The harsh truth is, no one knows what is out there. No one knows what is coming. We are blindly turning on faith that all this energy and effort will somehow end up doing what was intended. Trust me; this is not going to end well.
The cost of professional administration is a mere pittance when compared to the cost and complexity of setting up an MSA. It seems even smaller when we fully recognize the consequences at hand. Some in the industry are openly suggesting that the expense of professional administration could easily be offset by using it in place of the costly and slow approval process. By skipping the approval but securing the long term health of the MSA, the greater goal of limited liability will be met. The indemnity saved by settling the case sooner would in many cases more than offset the cost of a professional manager. Under the current scenario the taxpayers will clearly be on the hook, but the workers’ comp industry should not be foolishly complacent. There are potential clawbacks in our future, and many who think they’ve put these issues to bed may be again facing a call for more cash by our government.
Why the government fails to close the loop on this and secure the protection it originally intended is beyond comprehension. We are requiring the crafting of a lengthy and expensive letter, getting it reviewed, edited, and approved, and then no one is putting a stamp on the envelope. All that effort, all that expense, only to wind up where we were to begin with; with the exception of our newly ensconced sense of security. Our false sense of security.

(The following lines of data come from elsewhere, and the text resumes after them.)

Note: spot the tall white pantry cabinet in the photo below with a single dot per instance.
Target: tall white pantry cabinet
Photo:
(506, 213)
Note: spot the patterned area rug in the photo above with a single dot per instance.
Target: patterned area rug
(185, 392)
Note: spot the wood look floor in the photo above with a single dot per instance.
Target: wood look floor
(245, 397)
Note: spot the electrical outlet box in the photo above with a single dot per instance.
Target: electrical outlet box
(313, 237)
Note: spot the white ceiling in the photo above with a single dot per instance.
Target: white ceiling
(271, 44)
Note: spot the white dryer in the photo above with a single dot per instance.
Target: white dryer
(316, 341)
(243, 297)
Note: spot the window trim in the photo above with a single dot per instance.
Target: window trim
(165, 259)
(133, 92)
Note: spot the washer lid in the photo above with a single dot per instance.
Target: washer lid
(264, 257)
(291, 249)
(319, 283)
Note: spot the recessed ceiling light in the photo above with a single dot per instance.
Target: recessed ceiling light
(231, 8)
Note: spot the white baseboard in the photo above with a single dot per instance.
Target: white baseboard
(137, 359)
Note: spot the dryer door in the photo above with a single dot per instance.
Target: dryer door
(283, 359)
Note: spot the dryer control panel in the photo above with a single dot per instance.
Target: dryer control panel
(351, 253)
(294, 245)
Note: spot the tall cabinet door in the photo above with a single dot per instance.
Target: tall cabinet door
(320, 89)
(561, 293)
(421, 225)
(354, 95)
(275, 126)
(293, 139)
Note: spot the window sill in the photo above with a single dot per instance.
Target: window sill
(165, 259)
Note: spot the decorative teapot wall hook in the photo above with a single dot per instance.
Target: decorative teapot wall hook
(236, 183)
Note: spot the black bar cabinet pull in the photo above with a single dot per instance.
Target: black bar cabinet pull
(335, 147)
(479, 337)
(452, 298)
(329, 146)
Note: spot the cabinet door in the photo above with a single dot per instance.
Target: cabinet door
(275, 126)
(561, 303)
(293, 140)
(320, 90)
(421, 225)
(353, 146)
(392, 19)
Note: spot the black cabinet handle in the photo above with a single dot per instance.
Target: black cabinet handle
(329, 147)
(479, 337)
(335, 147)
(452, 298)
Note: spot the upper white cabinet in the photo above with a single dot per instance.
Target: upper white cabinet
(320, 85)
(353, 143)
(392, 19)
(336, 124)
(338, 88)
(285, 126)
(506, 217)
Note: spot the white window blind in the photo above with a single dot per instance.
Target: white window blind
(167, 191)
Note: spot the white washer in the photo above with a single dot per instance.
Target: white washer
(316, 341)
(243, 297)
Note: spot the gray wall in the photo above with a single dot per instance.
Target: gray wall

This is part of a much bigger issue. 10,000 retirees are now entering the Social Security system every day. The Medicare trust fund will be broke by 2022 at its current expenditure rates, and the ability of Joe Sixpack to manage his funds has never been more critical. There is a train wreck coming, and we are all on board for the ride. An army of angry Joe's will soon be pounding on our door, and the $20 billion we spent for good measure may be nowhere to be found.
After all the effort and fuss, I find myself wondering why?